First let me thank people who worked on it. There are very many contributors, so here I list only those who contributed a merged PR between 0.21 and 0.22 releases (thee list is very long even with this filter): Alexey Stukalov, Arsh Sharma, Baurzhan Muftakhidinov, Bogumił Kamiński, Daniel Molina, David Nies, Jacob Quinn, Jonas Schulze, Kevin Bonham, Logan Kilpatrick, Matthieu Gomez, Milan Bouchet-Valat, Morten Piibeleht, Nicholas Ritchie, Nick Eubank, Nils Gudat, Okon Samuel, Paulito Palmes, Peter Deffebach, Peter Shintech, Ronan Arraes Jardim Chagas, Takafumi Arakaki, Tom Kwong, Tyler Beason, Wolf Thomsen, Zhuo Jia Dai.
The 0.22 release is intended to be the last release before 1.0 release and our intention is not to make breaking changes and make a 1.0 release relatively soon.
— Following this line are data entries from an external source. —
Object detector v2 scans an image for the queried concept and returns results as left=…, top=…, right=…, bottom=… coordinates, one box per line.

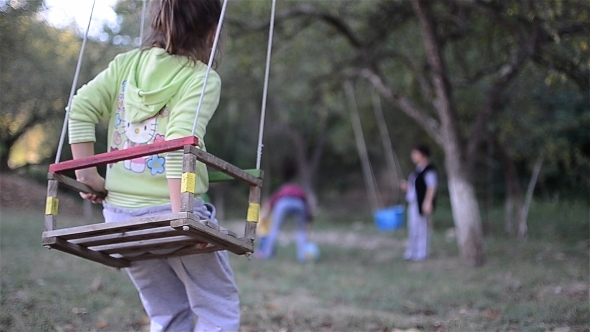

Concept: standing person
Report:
left=257, top=183, right=312, bottom=263
left=69, top=0, right=240, bottom=332
left=401, top=145, right=438, bottom=261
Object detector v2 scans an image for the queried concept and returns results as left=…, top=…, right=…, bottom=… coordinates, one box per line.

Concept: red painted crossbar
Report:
left=49, top=136, right=199, bottom=173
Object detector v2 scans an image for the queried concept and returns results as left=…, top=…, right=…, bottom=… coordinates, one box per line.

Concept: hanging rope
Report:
left=371, top=89, right=404, bottom=204
left=191, top=0, right=227, bottom=136
left=344, top=80, right=381, bottom=212
left=139, top=0, right=146, bottom=42
left=55, top=0, right=96, bottom=164
left=256, top=0, right=276, bottom=169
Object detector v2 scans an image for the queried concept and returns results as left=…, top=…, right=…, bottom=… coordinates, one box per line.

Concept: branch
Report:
left=467, top=25, right=539, bottom=160
left=359, top=69, right=443, bottom=145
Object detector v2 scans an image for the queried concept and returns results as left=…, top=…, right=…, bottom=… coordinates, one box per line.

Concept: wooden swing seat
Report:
left=42, top=137, right=262, bottom=268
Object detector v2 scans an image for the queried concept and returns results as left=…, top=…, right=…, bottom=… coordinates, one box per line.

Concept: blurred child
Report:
left=256, top=183, right=312, bottom=262
left=401, top=145, right=438, bottom=261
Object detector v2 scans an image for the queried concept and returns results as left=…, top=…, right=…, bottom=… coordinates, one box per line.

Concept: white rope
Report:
left=139, top=0, right=146, bottom=46
left=256, top=0, right=277, bottom=169
left=191, top=0, right=227, bottom=136
left=371, top=89, right=404, bottom=204
left=55, top=0, right=96, bottom=164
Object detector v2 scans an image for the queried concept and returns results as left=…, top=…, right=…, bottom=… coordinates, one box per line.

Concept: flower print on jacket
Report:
left=123, top=116, right=158, bottom=174
left=147, top=155, right=166, bottom=175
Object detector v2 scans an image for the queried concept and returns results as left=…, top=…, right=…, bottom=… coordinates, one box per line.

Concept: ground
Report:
left=0, top=174, right=590, bottom=332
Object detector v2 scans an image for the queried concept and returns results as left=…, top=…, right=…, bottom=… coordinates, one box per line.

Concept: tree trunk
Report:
left=444, top=143, right=485, bottom=266
left=412, top=0, right=485, bottom=266
left=518, top=156, right=543, bottom=240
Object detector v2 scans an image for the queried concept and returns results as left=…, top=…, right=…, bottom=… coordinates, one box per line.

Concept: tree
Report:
left=266, top=0, right=588, bottom=266
left=0, top=1, right=120, bottom=171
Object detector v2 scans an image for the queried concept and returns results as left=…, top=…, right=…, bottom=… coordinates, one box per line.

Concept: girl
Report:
left=69, top=0, right=240, bottom=332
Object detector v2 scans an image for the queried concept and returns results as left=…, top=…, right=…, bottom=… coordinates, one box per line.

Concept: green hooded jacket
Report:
left=69, top=47, right=221, bottom=209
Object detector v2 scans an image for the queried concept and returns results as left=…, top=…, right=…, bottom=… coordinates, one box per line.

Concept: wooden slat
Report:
left=46, top=238, right=129, bottom=268
left=170, top=216, right=253, bottom=255
left=209, top=169, right=264, bottom=182
left=47, top=172, right=106, bottom=198
left=184, top=146, right=262, bottom=187
left=43, top=212, right=190, bottom=240
left=70, top=225, right=178, bottom=247
left=49, top=136, right=199, bottom=173
left=124, top=245, right=224, bottom=262
left=95, top=232, right=207, bottom=255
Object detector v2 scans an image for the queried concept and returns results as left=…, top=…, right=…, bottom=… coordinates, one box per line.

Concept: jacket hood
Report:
left=124, top=47, right=202, bottom=123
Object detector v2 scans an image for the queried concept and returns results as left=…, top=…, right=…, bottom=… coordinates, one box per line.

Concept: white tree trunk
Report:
left=445, top=149, right=485, bottom=266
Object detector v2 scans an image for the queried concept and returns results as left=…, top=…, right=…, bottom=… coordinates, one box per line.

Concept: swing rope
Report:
left=256, top=0, right=276, bottom=169
left=55, top=0, right=96, bottom=164
left=139, top=0, right=146, bottom=42
left=191, top=0, right=227, bottom=136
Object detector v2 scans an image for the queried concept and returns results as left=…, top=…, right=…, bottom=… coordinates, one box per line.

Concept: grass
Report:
left=0, top=205, right=590, bottom=332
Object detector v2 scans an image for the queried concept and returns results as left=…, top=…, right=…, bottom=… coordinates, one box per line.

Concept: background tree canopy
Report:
left=0, top=0, right=590, bottom=265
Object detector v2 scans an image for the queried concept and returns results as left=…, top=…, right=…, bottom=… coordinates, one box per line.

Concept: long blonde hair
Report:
left=143, top=0, right=221, bottom=65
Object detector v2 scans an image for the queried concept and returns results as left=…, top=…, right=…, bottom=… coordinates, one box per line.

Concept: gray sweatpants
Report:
left=103, top=200, right=240, bottom=332
left=404, top=202, right=430, bottom=261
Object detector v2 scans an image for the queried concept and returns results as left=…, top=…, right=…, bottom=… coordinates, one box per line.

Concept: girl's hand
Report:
left=76, top=167, right=107, bottom=204
left=422, top=201, right=432, bottom=216
left=399, top=180, right=408, bottom=191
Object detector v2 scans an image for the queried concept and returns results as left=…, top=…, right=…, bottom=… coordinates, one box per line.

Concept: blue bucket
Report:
left=374, top=205, right=405, bottom=232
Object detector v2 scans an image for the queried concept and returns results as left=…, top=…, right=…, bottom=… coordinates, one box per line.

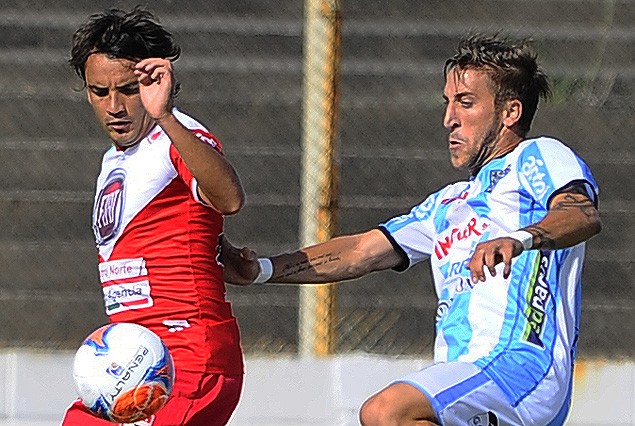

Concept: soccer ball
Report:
left=73, top=323, right=174, bottom=423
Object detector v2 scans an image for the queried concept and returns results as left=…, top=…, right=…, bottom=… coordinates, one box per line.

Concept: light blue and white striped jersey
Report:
left=380, top=137, right=598, bottom=405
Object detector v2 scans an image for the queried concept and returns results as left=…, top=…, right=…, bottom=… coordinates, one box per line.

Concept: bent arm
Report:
left=135, top=58, right=245, bottom=215
left=268, top=229, right=401, bottom=283
left=157, top=113, right=245, bottom=215
left=524, top=184, right=602, bottom=250
left=468, top=183, right=602, bottom=282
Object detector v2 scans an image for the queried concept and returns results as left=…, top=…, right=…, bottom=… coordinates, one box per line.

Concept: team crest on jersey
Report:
left=485, top=165, right=512, bottom=192
left=523, top=252, right=551, bottom=349
left=93, top=169, right=126, bottom=244
left=467, top=411, right=498, bottom=426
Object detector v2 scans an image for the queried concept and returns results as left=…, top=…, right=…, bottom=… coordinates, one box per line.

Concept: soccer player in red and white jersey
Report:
left=62, top=8, right=244, bottom=426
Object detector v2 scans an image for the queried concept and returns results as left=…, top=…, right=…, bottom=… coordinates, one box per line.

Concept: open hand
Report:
left=467, top=237, right=523, bottom=283
left=220, top=236, right=260, bottom=285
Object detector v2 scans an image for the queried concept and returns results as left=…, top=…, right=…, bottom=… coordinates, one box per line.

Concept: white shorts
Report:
left=393, top=362, right=571, bottom=426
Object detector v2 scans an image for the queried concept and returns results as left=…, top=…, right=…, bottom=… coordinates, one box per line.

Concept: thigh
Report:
left=397, top=362, right=526, bottom=426
left=152, top=372, right=243, bottom=426
left=61, top=399, right=118, bottom=426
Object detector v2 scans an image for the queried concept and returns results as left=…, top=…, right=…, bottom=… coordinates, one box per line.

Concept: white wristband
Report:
left=507, top=229, right=534, bottom=250
left=253, top=257, right=273, bottom=284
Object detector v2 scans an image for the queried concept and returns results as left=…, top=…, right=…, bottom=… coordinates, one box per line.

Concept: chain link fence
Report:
left=0, top=0, right=635, bottom=358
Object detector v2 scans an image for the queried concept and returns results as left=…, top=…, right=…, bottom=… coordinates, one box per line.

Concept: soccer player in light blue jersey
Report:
left=223, top=36, right=601, bottom=426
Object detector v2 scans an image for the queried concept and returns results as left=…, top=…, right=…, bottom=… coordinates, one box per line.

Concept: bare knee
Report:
left=359, top=383, right=437, bottom=426
left=359, top=393, right=397, bottom=426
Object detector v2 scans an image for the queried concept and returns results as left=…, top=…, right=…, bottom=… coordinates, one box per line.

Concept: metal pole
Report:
left=299, top=0, right=341, bottom=356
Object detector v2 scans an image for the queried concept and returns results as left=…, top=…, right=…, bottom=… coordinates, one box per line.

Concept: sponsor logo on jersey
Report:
left=519, top=155, right=549, bottom=200
left=102, top=280, right=154, bottom=315
left=93, top=169, right=126, bottom=244
left=467, top=411, right=498, bottom=426
left=108, top=346, right=150, bottom=402
left=523, top=252, right=550, bottom=349
left=485, top=165, right=512, bottom=192
left=99, top=257, right=148, bottom=284
left=435, top=298, right=454, bottom=324
left=434, top=217, right=487, bottom=260
left=441, top=191, right=470, bottom=204
left=119, top=414, right=156, bottom=426
left=163, top=320, right=191, bottom=333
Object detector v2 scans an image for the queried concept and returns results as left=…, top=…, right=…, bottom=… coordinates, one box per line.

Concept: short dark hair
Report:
left=69, top=6, right=181, bottom=89
left=443, top=34, right=551, bottom=136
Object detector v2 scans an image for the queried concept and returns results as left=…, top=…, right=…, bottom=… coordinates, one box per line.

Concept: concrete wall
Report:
left=0, top=351, right=635, bottom=426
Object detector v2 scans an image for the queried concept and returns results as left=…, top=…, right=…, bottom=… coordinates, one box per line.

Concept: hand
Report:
left=134, top=58, right=175, bottom=120
left=467, top=237, right=523, bottom=283
left=220, top=236, right=260, bottom=285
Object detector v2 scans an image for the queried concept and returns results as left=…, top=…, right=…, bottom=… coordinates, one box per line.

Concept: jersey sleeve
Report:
left=379, top=193, right=438, bottom=271
left=170, top=127, right=223, bottom=204
left=517, top=138, right=598, bottom=210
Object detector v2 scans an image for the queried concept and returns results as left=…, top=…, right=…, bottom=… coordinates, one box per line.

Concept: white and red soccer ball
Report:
left=73, top=323, right=174, bottom=423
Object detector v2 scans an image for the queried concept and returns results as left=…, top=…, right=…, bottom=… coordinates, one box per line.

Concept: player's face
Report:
left=85, top=53, right=154, bottom=148
left=443, top=68, right=502, bottom=170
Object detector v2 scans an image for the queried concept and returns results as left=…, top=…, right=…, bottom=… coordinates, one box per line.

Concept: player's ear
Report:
left=84, top=87, right=93, bottom=106
left=503, top=99, right=523, bottom=127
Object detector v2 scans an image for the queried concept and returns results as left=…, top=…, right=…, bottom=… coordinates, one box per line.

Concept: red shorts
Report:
left=61, top=371, right=243, bottom=426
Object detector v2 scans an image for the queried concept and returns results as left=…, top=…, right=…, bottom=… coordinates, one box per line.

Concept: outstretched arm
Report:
left=135, top=58, right=245, bottom=215
left=222, top=229, right=402, bottom=285
left=468, top=183, right=602, bottom=282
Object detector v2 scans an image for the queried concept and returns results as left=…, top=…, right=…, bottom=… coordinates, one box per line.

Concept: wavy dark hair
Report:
left=443, top=34, right=551, bottom=136
left=69, top=6, right=181, bottom=94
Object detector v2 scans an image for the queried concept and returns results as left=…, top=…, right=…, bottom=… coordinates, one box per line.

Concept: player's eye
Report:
left=119, top=83, right=139, bottom=96
left=90, top=87, right=108, bottom=98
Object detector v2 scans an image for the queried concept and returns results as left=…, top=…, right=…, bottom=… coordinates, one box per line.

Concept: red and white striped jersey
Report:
left=93, top=110, right=243, bottom=374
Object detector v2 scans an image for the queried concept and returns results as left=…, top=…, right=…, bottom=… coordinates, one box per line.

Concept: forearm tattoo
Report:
left=524, top=225, right=556, bottom=250
left=279, top=253, right=341, bottom=278
left=549, top=192, right=597, bottom=218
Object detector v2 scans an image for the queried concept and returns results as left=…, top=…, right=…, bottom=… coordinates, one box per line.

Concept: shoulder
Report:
left=173, top=108, right=222, bottom=151
left=517, top=136, right=573, bottom=153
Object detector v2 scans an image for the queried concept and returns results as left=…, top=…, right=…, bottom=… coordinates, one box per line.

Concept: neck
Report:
left=468, top=127, right=523, bottom=176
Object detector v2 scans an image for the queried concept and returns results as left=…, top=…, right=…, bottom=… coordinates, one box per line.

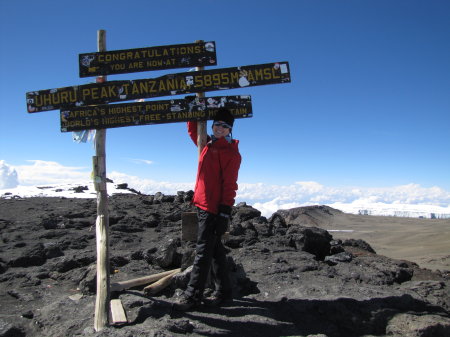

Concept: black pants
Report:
left=185, top=208, right=231, bottom=300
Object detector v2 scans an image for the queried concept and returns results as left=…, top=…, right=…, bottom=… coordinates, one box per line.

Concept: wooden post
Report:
left=195, top=40, right=207, bottom=158
left=93, top=30, right=110, bottom=331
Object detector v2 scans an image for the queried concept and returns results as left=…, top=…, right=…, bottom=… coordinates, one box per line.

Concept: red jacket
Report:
left=188, top=122, right=241, bottom=214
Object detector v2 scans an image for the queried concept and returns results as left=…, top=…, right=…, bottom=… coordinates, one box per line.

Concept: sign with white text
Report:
left=78, top=41, right=217, bottom=77
left=26, top=62, right=291, bottom=113
left=61, top=96, right=253, bottom=132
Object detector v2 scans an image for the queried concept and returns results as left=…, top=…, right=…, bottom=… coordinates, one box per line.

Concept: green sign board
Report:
left=61, top=96, right=253, bottom=132
left=78, top=41, right=217, bottom=77
left=26, top=62, right=291, bottom=113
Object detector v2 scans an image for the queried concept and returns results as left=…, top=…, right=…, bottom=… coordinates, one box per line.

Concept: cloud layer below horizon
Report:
left=0, top=160, right=450, bottom=215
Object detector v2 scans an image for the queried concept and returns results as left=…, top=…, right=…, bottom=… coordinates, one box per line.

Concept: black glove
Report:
left=215, top=205, right=231, bottom=236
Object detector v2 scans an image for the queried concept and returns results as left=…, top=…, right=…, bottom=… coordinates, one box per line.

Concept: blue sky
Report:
left=0, top=0, right=450, bottom=213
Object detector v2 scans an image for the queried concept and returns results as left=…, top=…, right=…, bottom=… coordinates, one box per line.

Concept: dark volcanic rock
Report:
left=0, top=194, right=450, bottom=337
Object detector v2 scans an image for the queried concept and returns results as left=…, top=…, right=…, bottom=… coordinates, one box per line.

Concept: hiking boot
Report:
left=203, top=293, right=233, bottom=307
left=173, top=295, right=200, bottom=311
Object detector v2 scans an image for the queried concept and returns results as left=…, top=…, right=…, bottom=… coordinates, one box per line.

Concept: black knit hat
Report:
left=214, top=108, right=234, bottom=126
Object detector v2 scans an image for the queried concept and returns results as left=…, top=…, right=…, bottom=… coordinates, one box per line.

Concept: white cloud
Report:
left=16, top=160, right=92, bottom=186
left=0, top=160, right=19, bottom=189
left=108, top=171, right=194, bottom=194
left=129, top=158, right=154, bottom=165
left=0, top=160, right=450, bottom=216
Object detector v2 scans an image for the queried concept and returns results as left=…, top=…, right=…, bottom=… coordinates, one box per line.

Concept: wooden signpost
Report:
left=26, top=30, right=291, bottom=331
left=60, top=96, right=253, bottom=132
left=26, top=62, right=291, bottom=113
left=78, top=41, right=217, bottom=77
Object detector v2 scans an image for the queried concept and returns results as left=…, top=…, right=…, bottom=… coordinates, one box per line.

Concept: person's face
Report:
left=213, top=121, right=231, bottom=138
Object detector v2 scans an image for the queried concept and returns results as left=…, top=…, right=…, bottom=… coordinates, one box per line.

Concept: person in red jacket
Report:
left=174, top=108, right=241, bottom=311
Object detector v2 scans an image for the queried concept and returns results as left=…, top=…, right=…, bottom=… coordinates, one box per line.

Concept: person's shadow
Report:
left=127, top=295, right=449, bottom=337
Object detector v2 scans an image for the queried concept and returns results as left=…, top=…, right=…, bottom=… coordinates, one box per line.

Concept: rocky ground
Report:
left=0, top=190, right=450, bottom=337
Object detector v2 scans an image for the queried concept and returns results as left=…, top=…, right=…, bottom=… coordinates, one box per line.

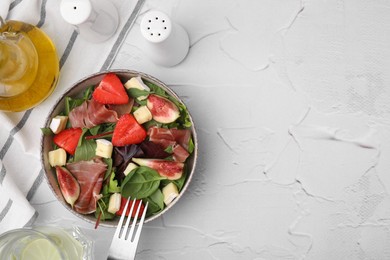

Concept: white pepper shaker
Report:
left=140, top=10, right=190, bottom=67
left=60, top=0, right=119, bottom=42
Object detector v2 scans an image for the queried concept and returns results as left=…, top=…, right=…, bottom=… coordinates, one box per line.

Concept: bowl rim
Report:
left=40, top=69, right=198, bottom=228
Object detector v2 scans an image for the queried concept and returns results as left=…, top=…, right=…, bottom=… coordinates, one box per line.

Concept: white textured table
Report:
left=31, top=0, right=390, bottom=260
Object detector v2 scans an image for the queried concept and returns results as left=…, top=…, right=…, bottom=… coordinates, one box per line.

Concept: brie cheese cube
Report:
left=124, top=76, right=150, bottom=100
left=96, top=139, right=113, bottom=158
left=49, top=116, right=68, bottom=134
left=107, top=193, right=122, bottom=214
left=49, top=148, right=66, bottom=167
left=123, top=163, right=138, bottom=176
left=162, top=182, right=179, bottom=206
left=133, top=106, right=153, bottom=125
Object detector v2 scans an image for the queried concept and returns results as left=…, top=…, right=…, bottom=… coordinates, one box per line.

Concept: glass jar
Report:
left=0, top=226, right=93, bottom=260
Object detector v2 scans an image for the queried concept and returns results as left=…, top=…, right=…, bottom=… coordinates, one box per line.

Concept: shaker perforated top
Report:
left=141, top=11, right=172, bottom=43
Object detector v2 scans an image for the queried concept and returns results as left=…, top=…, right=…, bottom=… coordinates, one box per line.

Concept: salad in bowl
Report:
left=41, top=70, right=197, bottom=227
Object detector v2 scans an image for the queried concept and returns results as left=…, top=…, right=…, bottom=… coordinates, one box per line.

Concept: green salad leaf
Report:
left=121, top=166, right=165, bottom=199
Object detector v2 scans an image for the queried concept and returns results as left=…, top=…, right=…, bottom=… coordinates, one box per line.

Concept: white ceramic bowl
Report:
left=41, top=70, right=198, bottom=227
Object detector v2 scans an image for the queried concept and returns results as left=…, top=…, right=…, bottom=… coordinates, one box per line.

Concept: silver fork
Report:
left=107, top=197, right=148, bottom=260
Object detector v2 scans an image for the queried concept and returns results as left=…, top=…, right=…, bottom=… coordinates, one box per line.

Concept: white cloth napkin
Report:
left=0, top=0, right=145, bottom=234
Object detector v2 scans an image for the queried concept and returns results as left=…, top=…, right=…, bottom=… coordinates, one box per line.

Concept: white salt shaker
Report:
left=140, top=10, right=190, bottom=67
left=60, top=0, right=119, bottom=42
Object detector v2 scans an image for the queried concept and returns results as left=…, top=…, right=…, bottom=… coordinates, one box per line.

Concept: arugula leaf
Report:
left=102, top=157, right=113, bottom=180
left=41, top=127, right=53, bottom=135
left=121, top=166, right=164, bottom=199
left=161, top=169, right=187, bottom=192
left=187, top=137, right=195, bottom=154
left=74, top=139, right=96, bottom=162
left=126, top=88, right=150, bottom=98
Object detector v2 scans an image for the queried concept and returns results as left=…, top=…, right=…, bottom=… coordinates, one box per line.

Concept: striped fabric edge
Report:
left=0, top=199, right=13, bottom=223
left=100, top=0, right=145, bottom=71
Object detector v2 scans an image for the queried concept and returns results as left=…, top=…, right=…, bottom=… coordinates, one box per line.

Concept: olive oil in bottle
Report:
left=0, top=21, right=59, bottom=111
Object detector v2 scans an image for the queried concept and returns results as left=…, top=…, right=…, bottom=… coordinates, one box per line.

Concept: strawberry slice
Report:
left=53, top=128, right=83, bottom=155
left=112, top=114, right=147, bottom=146
left=92, top=73, right=129, bottom=105
left=115, top=197, right=145, bottom=218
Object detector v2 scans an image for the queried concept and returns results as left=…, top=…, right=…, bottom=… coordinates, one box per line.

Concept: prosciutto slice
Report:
left=69, top=99, right=119, bottom=128
left=148, top=127, right=191, bottom=162
left=66, top=158, right=107, bottom=214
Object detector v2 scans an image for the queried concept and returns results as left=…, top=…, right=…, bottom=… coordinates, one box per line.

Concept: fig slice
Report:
left=146, top=94, right=180, bottom=124
left=56, top=166, right=80, bottom=208
left=132, top=158, right=184, bottom=180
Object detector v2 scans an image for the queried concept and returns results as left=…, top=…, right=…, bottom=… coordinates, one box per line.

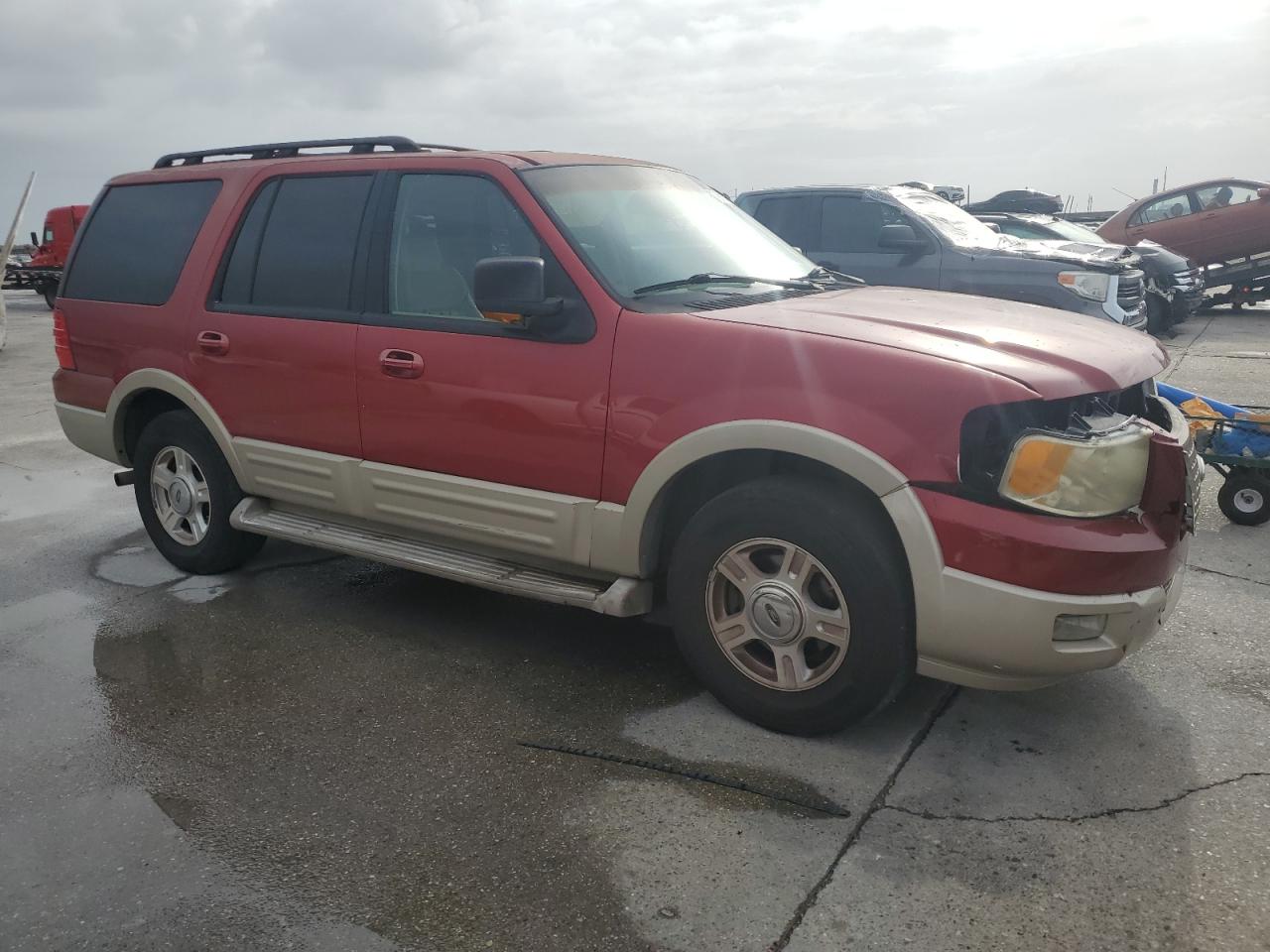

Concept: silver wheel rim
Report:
left=150, top=447, right=212, bottom=545
left=706, top=538, right=851, bottom=690
left=1234, top=489, right=1265, bottom=516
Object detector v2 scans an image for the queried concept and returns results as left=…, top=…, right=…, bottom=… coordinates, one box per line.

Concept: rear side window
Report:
left=1129, top=191, right=1192, bottom=226
left=218, top=176, right=373, bottom=311
left=61, top=178, right=221, bottom=304
left=818, top=195, right=907, bottom=253
left=754, top=195, right=821, bottom=251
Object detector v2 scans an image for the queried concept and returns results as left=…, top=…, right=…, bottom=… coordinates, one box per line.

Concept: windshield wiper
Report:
left=803, top=264, right=867, bottom=285
left=631, top=273, right=816, bottom=298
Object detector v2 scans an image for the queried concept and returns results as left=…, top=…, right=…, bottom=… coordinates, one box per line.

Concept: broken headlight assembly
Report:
left=957, top=381, right=1158, bottom=520
left=1058, top=272, right=1111, bottom=300
left=998, top=420, right=1151, bottom=518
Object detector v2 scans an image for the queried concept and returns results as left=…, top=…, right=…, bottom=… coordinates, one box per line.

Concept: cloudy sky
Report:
left=0, top=0, right=1270, bottom=232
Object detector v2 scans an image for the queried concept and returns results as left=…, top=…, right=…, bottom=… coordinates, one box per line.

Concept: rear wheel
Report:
left=1216, top=470, right=1270, bottom=526
left=668, top=477, right=915, bottom=734
left=133, top=410, right=264, bottom=575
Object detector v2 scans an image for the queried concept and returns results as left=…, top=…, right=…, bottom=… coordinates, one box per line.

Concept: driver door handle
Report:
left=194, top=330, right=230, bottom=357
left=380, top=348, right=423, bottom=380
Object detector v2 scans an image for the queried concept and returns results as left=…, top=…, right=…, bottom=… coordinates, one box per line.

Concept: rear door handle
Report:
left=380, top=348, right=423, bottom=380
left=195, top=330, right=230, bottom=357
Therefore you can safely assume that what works under 0.22 and is not deprecated (rembember about using --depwarn=error
in production code) will work long-term.
Also please keep in mind that display changes are not considered to be breaking.
The major changes in this release are (I am listing only breaking changes, as there are dozens of additions of functionalities — too many to list here):
- the package is precompiled aggresively (this means that it takes ~30 seconds when it is being installed to precompile), but “time to first data frame” will be reduced
- PrettyTables.jl is now the default back-end to print DataFrames to
text/plain
; the print option splitcols
was removed and the output format was changed
- the list of provided
DataFrame
constructors has been significantly restricted
- the rules for transformations passed to
select
/select!
, transform
/transform!
, and combine
have been made consistent and more flexible; in particular now it is allowed to return multiple columns from a transformation function
- The dependency on CategoricalArrays.jl is deprecated (which means that in 1.0 release we will completely drop this dependency; this should also help with latency in particular, though CategoricalArrays.jl got much better in this area recently)
- in joins passing
NaN
or real or imaginary -0.0
in on column now throws an error; passing missing
thows an error unless matchmissing=:equal
keyword argument is passed
-
unstack
now produces row and column keys in the order of their first appearance and has two new keyword arguments allowmissing
and allowduplicates
- in
describe
the specification of custom aggregation is now function => name
; old name => function
order is now deprecated
-
All(args...)
is deprecated, use Cols(args...)
instead (except that All()
is still allowed)
What is planned for the future (without guarantees what will make it into 1.0 release, as many of these things are hard and experimental; I am listing here only a limited number of thigs see issues/PRs in the package repository for a complete view):
- remove all deprecations
- improve join performance
- use multithreading in split-apply-combine
- add
proprow
specifier in transformations (like nrow
but calculating proportions)
- add
RowNumber
virtual source column in transformations
- add
AsVector
wrapper (like AsTable
but passing arguments as a vector to a function)
- add
where
function (like filter
but consistent with other transformation functions)
- more flexible
stack
/unstack
(in particular unstacking on mupultiple columns and multiple values)
Ecosystem changes:
- If you are maintaining a package that has DataFrames.jl as a dependency please update the Project.toml to allow 0.22 version
- I will update the tutorials soon (I will post when it is done, howver first some packages need to be updated to allow DataFrames.jl 0.22).
- It is also recommended to update the dependency on CategoricalArrays.jl to the 0.9 release of this package, as it significantly reduces number of introduced method invalidations.
I hope you will enjoy using new DataFrames.jl!